The cost of an appraisal can vary dramatically between locations, but expect to spend a few hundred dollars at least.
use an online insurance replacement cost calculator
While not as accurate as the DIY model, online calculators can help determine your home’s insurance replacement value. some options are free, while others come with a fee.
tip“it is best if you do the math yourself or hire an independent appraiser simply because your home insurer determines your replacement cost based on their own software without actually doing a proper inspection of your home to give an estimate precise. a home insurance company may not be the best for you,” says brandon.
here are some home replacement cost calculators to try:
- Craft Building Cost Calculator: This tool requires you to enter information about your home and then provides a replacement value report.
- e blue book: This site pulls in publicly available information about your household. enter some additional details and the site will give you a replacement value figure. Plus, you can put together a full home inventory.
- Household Cost: You need to enter some basic information about your home and address to get a fairly detailed report.
Check out each of the home replacement cost calculators to see which one works best for you. When you have an exact replacement cost, you can use our home insurance cost calculator to compare rates.
avoid under insuring your home
David Marlett, Ph.D., CEO of Brantley Risk & Appalachian State University Insurance Center comments on the risk of having an underinsured home in the current climate.
q. What could pose the greatest risk of under insuring homes right now?
a. The biggest risk of underinsurance today could come from changes in building values. since the arrival of covid, building materials have increased dramatically. You may have had the right amount of coverage two years ago, but you may not be able to rebuild your home to the same condition at today’s prices.

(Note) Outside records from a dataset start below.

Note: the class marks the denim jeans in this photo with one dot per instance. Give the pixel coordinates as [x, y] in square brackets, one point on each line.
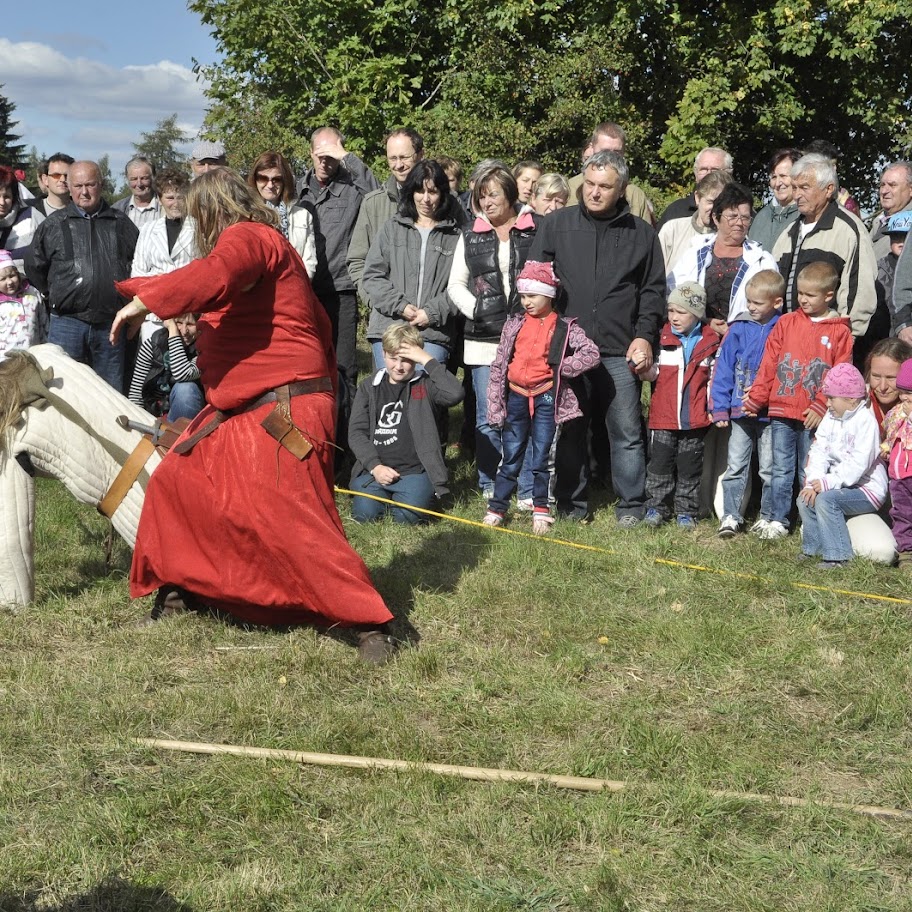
[618, 389]
[88, 343]
[521, 429]
[416, 490]
[823, 526]
[186, 400]
[791, 441]
[488, 445]
[746, 435]
[437, 352]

q. Given the recent changes in construction costs, what should homeowners do?
a. You may want to contact your insurance company or agent to discuss the specifics of your home and adjust your home insurance coverage, if necessary.
q. How does an underinsured home affect those who experience a loss due to fire?
a. In the event of a loss due to fire, homeowners must rebuild on the spot, and inadequate coverage may make it necessary to withdraw savings or rebuild a more modest structure than the one that currently exists.
final tips for replacement cost coverage
The difference in price between an actual cost value policy and a replacement cost policy is usually quite affordable. can be a financial lifesaver if you suffer a major loss.
Here are some final tips on replacement value insurance for both your home and personal property:
- Inventory: A detailed home inventory is essential. document all your belongings, including serial numbers, date of purchase, and price paid.
- re-evaluate annually: check your local construction cost insurance policy each year , as construction costs can increase dramatically from year to year. Check with your insurer about an inflation protection rider. the rider automatically adjusts the limits of your home to reflect the latest construction costs.
- make a video: document the interior and exterior of your home. include items such as appliances, mechanicals, floors, cabinets, ceilings, and any other structures on your property.
- high-value items: “a standard homeowners policy has a minimum coverage for jewelry, fur, silver, and other high-value collectibles,” Clement advises. you may need a rider for these items to be fully covered.
For most homeowners, replacement cost coverage is the best option. Make sure you have accurate estimates for your replacement cost, and check that you’ve added the necessary endorsements to provide extended coverage if needed.